According to Thai folklore, since Vessantara and his family have died, the trees bear fruit daily. The special forest, trees and sala will disappear when the Buddha's teachings have become lost (predicted to be five thousand years after his death). When the fruits appear on the trees they will last for seven days, following which they will wither and die if they are not picked.[3] In the heavenly realms males and females are eternally youthful: since there is no suffering, there is no ageing. They have same internal organs as humans, but no bones. These maidens also have magic powers and possess spirits which can sing and dance.[4]
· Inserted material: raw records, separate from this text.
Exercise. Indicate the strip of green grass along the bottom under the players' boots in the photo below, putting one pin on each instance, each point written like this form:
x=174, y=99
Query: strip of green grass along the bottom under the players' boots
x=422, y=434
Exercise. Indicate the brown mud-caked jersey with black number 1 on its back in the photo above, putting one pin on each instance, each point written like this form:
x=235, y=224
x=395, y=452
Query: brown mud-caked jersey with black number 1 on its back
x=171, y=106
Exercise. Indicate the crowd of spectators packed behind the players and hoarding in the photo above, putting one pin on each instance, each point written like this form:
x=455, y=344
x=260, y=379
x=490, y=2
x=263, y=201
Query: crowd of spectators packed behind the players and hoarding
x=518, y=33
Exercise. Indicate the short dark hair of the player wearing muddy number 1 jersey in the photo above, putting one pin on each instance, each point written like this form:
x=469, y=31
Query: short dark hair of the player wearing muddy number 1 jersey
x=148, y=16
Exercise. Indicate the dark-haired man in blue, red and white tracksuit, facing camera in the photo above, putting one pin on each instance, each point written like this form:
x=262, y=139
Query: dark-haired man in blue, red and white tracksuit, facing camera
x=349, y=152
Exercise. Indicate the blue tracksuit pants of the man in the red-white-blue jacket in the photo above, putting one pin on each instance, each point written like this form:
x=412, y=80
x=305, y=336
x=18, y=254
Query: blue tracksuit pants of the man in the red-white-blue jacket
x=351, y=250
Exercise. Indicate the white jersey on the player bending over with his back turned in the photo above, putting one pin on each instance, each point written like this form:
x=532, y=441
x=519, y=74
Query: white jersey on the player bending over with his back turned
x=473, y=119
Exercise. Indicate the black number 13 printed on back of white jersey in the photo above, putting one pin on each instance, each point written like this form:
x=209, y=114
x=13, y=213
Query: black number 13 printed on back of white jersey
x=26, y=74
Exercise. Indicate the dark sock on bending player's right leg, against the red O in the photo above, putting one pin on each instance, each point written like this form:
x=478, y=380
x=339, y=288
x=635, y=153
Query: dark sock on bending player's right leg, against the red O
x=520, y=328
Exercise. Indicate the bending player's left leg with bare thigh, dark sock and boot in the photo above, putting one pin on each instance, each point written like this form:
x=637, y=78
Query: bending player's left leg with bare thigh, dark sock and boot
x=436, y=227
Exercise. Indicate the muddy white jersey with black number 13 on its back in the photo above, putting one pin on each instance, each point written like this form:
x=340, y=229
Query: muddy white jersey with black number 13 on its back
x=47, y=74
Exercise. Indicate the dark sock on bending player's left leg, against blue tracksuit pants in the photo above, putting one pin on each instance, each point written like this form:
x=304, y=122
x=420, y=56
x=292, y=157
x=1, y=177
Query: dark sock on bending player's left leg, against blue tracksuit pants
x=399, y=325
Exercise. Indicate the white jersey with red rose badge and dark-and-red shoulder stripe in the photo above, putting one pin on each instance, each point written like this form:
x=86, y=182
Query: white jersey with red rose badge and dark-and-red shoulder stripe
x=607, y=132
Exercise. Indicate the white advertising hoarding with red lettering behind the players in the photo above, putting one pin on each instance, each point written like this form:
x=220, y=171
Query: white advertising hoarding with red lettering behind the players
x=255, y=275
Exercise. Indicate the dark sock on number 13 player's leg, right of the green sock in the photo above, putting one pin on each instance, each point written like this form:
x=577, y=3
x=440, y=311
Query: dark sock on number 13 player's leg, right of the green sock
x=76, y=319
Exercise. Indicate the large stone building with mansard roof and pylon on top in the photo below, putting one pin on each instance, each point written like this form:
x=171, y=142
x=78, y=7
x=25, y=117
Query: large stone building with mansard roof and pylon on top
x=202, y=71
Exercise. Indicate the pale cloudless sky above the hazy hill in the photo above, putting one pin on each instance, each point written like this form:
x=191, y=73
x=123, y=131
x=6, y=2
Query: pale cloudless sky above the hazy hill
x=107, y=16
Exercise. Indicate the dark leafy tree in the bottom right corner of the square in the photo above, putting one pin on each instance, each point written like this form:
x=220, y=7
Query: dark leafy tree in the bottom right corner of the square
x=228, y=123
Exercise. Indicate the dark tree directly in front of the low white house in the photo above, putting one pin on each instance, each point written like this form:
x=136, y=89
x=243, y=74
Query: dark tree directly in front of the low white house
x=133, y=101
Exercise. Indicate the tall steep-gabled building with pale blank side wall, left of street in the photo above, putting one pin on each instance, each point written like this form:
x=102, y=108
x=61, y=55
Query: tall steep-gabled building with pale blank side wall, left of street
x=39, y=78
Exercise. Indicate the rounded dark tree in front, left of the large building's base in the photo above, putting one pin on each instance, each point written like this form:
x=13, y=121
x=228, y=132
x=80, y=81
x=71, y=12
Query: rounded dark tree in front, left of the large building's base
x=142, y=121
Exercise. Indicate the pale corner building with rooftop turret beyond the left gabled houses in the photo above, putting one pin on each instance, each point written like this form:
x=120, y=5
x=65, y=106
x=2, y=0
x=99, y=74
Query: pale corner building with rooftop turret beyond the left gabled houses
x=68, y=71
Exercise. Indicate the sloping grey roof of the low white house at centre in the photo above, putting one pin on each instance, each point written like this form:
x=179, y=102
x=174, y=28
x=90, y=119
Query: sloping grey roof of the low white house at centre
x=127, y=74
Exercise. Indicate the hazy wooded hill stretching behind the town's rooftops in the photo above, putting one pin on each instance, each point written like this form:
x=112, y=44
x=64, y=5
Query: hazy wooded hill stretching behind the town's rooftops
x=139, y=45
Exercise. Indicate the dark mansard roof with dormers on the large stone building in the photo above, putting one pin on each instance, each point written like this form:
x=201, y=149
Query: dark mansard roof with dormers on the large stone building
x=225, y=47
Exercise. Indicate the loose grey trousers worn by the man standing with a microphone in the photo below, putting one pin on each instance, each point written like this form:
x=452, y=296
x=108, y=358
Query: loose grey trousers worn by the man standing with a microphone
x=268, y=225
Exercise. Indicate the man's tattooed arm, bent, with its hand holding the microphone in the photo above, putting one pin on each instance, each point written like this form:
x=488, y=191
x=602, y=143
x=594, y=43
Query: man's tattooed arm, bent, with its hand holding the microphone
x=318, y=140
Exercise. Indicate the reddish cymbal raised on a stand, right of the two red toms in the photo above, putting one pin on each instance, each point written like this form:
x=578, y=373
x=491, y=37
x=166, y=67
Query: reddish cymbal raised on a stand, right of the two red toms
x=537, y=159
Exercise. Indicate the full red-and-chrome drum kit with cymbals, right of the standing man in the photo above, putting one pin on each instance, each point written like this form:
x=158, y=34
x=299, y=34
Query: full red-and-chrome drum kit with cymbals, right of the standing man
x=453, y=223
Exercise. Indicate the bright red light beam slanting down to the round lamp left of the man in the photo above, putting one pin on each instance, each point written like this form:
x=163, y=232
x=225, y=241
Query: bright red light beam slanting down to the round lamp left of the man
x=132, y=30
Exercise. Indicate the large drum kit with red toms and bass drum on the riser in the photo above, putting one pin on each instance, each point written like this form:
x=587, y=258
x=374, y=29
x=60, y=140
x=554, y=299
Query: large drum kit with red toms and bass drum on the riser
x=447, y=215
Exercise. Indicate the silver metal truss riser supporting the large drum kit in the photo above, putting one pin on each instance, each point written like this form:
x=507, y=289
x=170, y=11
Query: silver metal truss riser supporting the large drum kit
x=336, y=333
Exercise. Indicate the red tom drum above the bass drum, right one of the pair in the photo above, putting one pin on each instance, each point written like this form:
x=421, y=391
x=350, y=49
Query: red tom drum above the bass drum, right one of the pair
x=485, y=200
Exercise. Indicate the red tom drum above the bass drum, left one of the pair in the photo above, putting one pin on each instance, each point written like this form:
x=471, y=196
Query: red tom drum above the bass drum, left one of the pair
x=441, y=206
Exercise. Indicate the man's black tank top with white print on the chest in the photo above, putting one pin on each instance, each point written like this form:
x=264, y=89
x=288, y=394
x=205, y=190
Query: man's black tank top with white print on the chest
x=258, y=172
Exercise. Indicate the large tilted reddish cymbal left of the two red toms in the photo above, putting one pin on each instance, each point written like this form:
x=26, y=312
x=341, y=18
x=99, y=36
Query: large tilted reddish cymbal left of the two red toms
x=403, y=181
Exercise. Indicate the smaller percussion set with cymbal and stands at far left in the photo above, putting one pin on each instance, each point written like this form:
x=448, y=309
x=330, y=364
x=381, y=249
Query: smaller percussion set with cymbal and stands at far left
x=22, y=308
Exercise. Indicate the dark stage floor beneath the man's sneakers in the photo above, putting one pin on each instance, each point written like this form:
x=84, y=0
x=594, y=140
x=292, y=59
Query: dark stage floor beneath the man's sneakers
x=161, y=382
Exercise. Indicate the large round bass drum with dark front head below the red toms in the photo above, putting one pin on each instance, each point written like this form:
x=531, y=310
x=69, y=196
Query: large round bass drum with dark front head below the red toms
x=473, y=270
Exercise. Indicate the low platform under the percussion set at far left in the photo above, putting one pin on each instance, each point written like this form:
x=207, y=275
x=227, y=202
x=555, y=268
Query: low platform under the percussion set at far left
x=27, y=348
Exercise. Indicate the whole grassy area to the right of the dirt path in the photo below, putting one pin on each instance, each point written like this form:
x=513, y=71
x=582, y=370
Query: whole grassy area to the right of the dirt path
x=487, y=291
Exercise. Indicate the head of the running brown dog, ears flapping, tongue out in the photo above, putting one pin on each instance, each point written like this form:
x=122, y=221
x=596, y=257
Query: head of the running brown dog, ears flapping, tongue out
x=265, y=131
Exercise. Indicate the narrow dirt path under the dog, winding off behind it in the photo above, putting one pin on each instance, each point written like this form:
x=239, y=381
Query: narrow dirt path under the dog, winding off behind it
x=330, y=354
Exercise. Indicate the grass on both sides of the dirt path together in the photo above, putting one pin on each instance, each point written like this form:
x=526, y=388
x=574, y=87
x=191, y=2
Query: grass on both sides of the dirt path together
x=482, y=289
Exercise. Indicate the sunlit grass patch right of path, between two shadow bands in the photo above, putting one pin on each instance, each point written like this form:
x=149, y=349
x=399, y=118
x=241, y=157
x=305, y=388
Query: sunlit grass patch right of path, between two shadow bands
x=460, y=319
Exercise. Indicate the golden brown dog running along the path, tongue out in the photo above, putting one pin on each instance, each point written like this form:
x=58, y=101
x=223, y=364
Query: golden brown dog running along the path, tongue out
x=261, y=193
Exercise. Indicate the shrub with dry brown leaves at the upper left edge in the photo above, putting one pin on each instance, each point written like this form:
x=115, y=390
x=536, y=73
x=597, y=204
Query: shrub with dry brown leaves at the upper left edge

There are supposedly two Makaliporn pods in a Buddhist temple near Bangkok. It is said that they came from Himaphan, the mythical forest.[5] At Wat Pheut Udom temple near Pathum Thani there is a representation of the tree together with ghosts and hell-scenes.[6][7] Representations of the Nariphon tree are very common in Thai comic books, both fresh[8] and dry,[9] often in manga style.[10] Amulets and charms in the form of Nariphon girls are sold throughout Thailand.[11] Folk stories claim that the tree grows somewhere in the Phetchabun Mountains and hoaxes are common; these include pictures of Nariphon girls growing from trees[12] as well as dry Nariphon maidens.[13]

The Nariphon myth inspired the 2006 Thai film Nariphon (นารีผล, "Devil Ivy"), with Chayanan Arjpru, Tassachol Pongpakawat and Paymanee Sangkakorn,[14] and 2010 movie Nariphon Khon Phrueksa (นารีผล คนพฤกษา, "Nariphon, People from the Tree"), with Phasakon Phomrabut and Thanmon Theklamlong.[15]